Pandemic Tested Operations and Finances
At the outset of the pandemic, H+H experienced challenges with supply shortages and emergency room and ICU capacity, particularly at Elmhurst hospital. However, as the pandemic unfolded, H+H assumed a significant role in planning for and responding to the city’s public health emergency.
H+H faced structural budget challenges prior to the pandemic, including the declining use of services, reduced federal funding and a large share of uninsured and Medicaid-insured patients who are, on average, less likely to reimburse H+H for the full cost of services. The ability of H+H to manage its finances and balance its budget has required regular subsidization from the federal, state and city governments.

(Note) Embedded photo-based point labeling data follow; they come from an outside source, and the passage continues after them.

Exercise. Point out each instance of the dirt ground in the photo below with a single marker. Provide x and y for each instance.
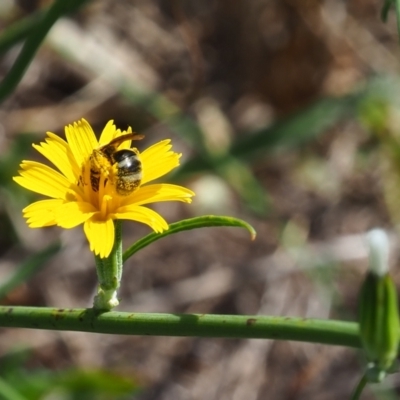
(234, 67)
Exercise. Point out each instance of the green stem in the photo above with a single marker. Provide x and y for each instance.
(33, 42)
(19, 30)
(198, 325)
(109, 273)
(397, 4)
(8, 392)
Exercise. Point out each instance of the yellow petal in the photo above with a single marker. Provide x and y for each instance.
(108, 133)
(82, 140)
(158, 160)
(43, 180)
(143, 215)
(59, 153)
(159, 192)
(42, 213)
(100, 235)
(73, 214)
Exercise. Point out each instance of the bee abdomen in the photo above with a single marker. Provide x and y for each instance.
(129, 171)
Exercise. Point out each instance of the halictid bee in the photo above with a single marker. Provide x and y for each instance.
(126, 161)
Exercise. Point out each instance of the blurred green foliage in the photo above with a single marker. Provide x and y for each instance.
(37, 382)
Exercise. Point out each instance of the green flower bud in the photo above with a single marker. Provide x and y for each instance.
(379, 319)
(378, 310)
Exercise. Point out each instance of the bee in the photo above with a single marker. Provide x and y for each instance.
(126, 163)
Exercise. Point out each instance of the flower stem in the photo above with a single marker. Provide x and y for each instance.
(58, 9)
(196, 325)
(109, 273)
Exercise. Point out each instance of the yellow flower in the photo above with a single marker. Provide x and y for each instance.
(74, 201)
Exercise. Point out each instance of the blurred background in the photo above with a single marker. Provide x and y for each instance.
(287, 115)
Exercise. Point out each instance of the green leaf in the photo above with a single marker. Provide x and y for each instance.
(28, 268)
(385, 10)
(188, 224)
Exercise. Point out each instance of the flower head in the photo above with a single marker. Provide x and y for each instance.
(85, 191)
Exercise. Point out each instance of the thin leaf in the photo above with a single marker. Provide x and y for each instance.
(385, 10)
(188, 224)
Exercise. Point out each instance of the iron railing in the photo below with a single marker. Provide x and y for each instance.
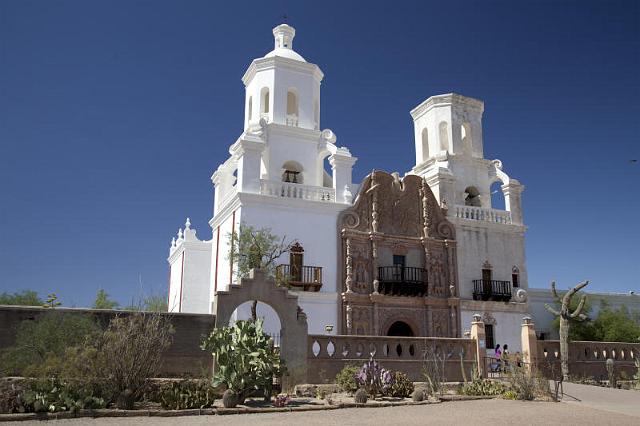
(402, 281)
(306, 278)
(498, 291)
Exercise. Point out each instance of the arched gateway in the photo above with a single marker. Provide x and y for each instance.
(294, 321)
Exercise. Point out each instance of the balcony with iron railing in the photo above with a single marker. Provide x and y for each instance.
(305, 278)
(493, 290)
(402, 281)
(296, 190)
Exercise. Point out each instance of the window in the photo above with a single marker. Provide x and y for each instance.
(444, 136)
(264, 101)
(425, 144)
(292, 172)
(472, 197)
(489, 337)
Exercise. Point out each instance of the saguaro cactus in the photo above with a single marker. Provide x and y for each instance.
(565, 315)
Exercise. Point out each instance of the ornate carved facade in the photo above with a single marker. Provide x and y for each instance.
(398, 261)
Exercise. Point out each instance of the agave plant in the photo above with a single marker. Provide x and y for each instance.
(374, 379)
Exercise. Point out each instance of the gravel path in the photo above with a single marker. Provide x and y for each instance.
(481, 412)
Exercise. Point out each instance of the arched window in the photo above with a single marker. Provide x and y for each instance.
(264, 100)
(316, 114)
(467, 142)
(472, 197)
(497, 197)
(443, 134)
(292, 108)
(515, 277)
(292, 172)
(425, 144)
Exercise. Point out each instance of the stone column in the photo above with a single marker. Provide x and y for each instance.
(477, 333)
(341, 167)
(249, 153)
(529, 342)
(513, 200)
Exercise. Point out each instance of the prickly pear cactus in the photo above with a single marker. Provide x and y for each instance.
(229, 399)
(417, 395)
(360, 397)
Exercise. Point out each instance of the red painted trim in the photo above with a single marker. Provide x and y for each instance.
(215, 275)
(181, 281)
(168, 287)
(233, 230)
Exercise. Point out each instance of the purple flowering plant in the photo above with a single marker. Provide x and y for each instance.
(374, 379)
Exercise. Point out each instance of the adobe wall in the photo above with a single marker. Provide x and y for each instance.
(184, 356)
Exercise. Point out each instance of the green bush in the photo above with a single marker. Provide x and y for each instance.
(188, 394)
(245, 357)
(482, 387)
(402, 387)
(41, 344)
(346, 378)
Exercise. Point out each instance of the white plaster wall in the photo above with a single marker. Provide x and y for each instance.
(543, 319)
(507, 328)
(197, 276)
(223, 271)
(284, 148)
(175, 278)
(501, 245)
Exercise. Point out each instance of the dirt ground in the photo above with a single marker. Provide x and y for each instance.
(479, 412)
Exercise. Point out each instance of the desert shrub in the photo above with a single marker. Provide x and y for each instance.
(245, 357)
(402, 387)
(41, 344)
(188, 394)
(526, 384)
(129, 353)
(346, 378)
(374, 379)
(482, 387)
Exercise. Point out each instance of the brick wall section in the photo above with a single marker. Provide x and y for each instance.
(184, 356)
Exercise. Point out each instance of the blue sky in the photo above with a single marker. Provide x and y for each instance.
(114, 114)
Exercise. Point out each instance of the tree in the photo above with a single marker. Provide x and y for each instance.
(103, 302)
(252, 248)
(23, 298)
(565, 314)
(48, 336)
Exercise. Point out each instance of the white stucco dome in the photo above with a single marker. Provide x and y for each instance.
(285, 53)
(283, 36)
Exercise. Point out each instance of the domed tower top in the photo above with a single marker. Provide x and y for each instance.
(283, 36)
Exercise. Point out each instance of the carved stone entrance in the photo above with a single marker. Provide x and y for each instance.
(293, 335)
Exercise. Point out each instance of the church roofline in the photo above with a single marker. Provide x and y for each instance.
(261, 64)
(446, 100)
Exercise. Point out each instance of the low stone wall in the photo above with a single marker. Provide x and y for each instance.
(184, 356)
(327, 355)
(588, 359)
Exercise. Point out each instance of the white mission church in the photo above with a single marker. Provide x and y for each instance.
(416, 255)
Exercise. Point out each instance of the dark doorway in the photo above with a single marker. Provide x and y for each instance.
(400, 328)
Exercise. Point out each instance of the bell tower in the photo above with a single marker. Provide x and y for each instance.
(282, 87)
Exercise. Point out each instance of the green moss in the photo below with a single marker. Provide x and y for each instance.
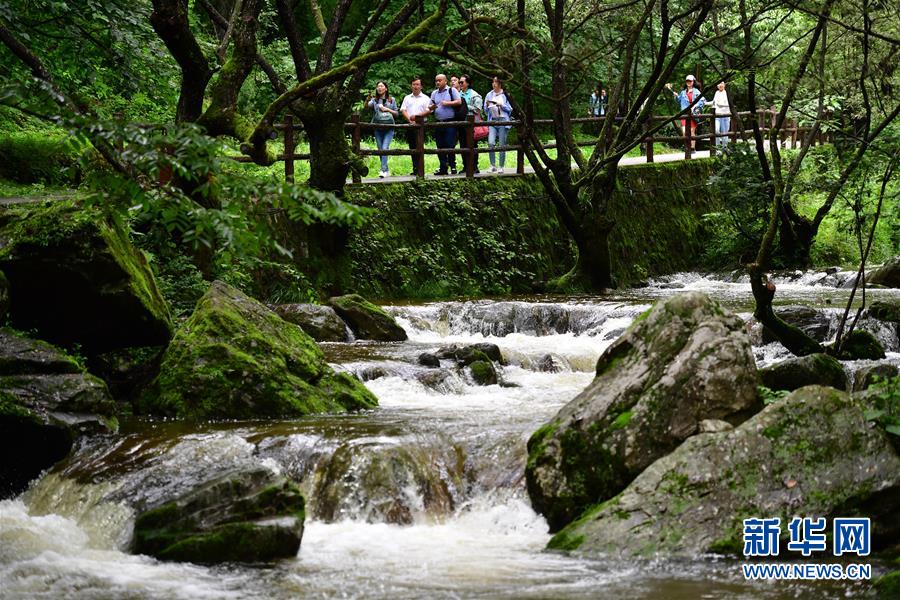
(234, 358)
(483, 372)
(621, 421)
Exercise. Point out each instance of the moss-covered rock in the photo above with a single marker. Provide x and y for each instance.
(864, 377)
(367, 321)
(483, 372)
(881, 401)
(811, 454)
(885, 309)
(4, 297)
(246, 516)
(235, 359)
(888, 274)
(47, 401)
(862, 345)
(321, 323)
(687, 360)
(797, 372)
(76, 279)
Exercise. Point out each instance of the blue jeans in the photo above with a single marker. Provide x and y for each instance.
(497, 137)
(445, 137)
(723, 126)
(383, 139)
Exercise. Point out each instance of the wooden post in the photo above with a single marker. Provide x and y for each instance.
(471, 158)
(420, 145)
(355, 139)
(289, 148)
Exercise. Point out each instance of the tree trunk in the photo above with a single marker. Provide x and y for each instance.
(331, 158)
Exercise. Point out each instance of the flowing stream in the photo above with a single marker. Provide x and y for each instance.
(421, 498)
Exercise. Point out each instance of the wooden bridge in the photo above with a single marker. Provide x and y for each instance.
(790, 135)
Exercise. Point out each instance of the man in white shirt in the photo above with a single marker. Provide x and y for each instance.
(723, 115)
(413, 105)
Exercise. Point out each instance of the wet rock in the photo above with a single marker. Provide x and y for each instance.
(4, 297)
(437, 379)
(811, 454)
(550, 363)
(367, 321)
(866, 376)
(862, 345)
(815, 323)
(881, 402)
(714, 426)
(393, 483)
(129, 371)
(75, 278)
(464, 355)
(797, 372)
(235, 359)
(886, 309)
(245, 516)
(492, 351)
(374, 372)
(887, 275)
(426, 359)
(321, 323)
(47, 401)
(685, 360)
(483, 372)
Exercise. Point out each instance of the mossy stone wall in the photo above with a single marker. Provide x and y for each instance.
(500, 235)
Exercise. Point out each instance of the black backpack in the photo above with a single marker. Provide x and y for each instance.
(461, 112)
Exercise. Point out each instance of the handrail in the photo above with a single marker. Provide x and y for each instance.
(789, 136)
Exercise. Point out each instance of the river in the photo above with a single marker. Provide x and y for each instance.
(421, 498)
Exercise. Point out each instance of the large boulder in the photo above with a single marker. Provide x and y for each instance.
(888, 274)
(47, 401)
(862, 345)
(367, 321)
(885, 309)
(811, 454)
(247, 516)
(235, 359)
(684, 361)
(815, 323)
(4, 297)
(800, 371)
(75, 278)
(319, 322)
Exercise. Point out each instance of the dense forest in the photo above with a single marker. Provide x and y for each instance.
(231, 318)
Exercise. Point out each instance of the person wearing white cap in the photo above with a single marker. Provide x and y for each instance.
(689, 96)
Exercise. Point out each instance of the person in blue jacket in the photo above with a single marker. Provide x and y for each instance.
(499, 110)
(689, 96)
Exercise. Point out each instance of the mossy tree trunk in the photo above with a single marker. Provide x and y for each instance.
(331, 157)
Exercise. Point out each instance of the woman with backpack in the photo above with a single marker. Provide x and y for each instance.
(499, 110)
(384, 109)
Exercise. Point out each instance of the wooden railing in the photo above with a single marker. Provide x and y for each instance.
(790, 135)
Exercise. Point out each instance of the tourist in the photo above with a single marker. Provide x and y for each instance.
(598, 101)
(414, 105)
(444, 100)
(723, 115)
(499, 110)
(689, 97)
(474, 103)
(384, 109)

The crisis created by the COVID-19 pandemic came as H+H was stabilizing its financial situation through its transformation plan. Since 2015, H+H has been introducing initiatives as part of this plan to reduce costs and increase revenue collections through improving billing procedures, negotiating higher insurance rates, and attracting and keeping patients.
The pandemic put more pressure than ever on H+H and strained physical and staff resources at its facilities. It acted early to expand capacity, increase telehealth to treat patients remotely and launch new initiatives such as the Test & Trace Corps. The system hired 1,305 technical specialists and contracted for 4,000 nurses to manage increased operational demands.
By June 23, 2021, H+H had administered one million vaccinations (11% of the vaccines administered in the city), with 76% of those delivered to people identifying as ethnic or racial minorities. This compares to 73% for the independent hospitals, and 56% for the other hospital systems in the city.
H+H estimates that total costs related to its COVID-19 response will reach $2 billion through fiscal year (FY) 2022, excluding $3 billion in costs for the Test & Trace program. Total COVID expenses are also expected to increase as new variants continue to spread, which will continue to strain the system’s finances.
Government Support Critical
The receipt of federal COVID-19 relief funds early in the pandemic was instrumental in supporting H+H’s financial condition in the short term, as they provided direct support for activities related to the public health emergency. Pandemic-related costs of $788 million in FY 2020 were offset with the receipt of more than $1 billion in provider relief funds. However, subsequent delays of $590 million in FEMA reimbursement have created financial pressure. While these funds have received preliminary approval, it is uncertain when the funds will flow to H+H.
Federal aid enabled H+H to end FY 2020 with a closing cash balance of $688 million, and largely attain its bottom-line target for the year under its transformation plan. In total, H+H achieved $1.3 billion in savings during FY 2020.
The longer-term outlook for federal support to H+H also remains uncertain. Federal legislation passed during 2020 spurred another delay to planned cuts to supplemental Medicaid payments, which are set to return in FY 2024. In an effort to reduce uncertainty about its future funding levels, H+H has been working with the federal, state and city governments to update how H+H will receive certain supplemental Medicaid payments, with the goal of not only providing additional revenue but also obtaining the payments on a more reliable and consistent schedule. However, these payments have yet to receive federal approval.
H+H’s most recent financial plan estimates that H+H will achieve savings of $747 million annually from previous cost saving efforts starting in FY 2021, and $1.2 billion in new savings which includes $611 million of new supplemental Medicaid payments. Additionally, the budget assumes planned cuts in federal supplemental Medicaid payments of $580 million will be delayed. City-funded support to H+H is projected to exceed $2 billion in FYs 2022 through 2025, as compared to $1.3 billion annually between FY 2012 and 2015.
DiNapoli’s report highlights the importance of providing reliable and timely payments from all government levels going forward. It also recommends H+H continue efforts to improve billing and coding, work with insurance companies to increase reimbursement rates, retain the new patients gained during the pandemic, promote primary and preventive care in underserved communities and plan for future health crises.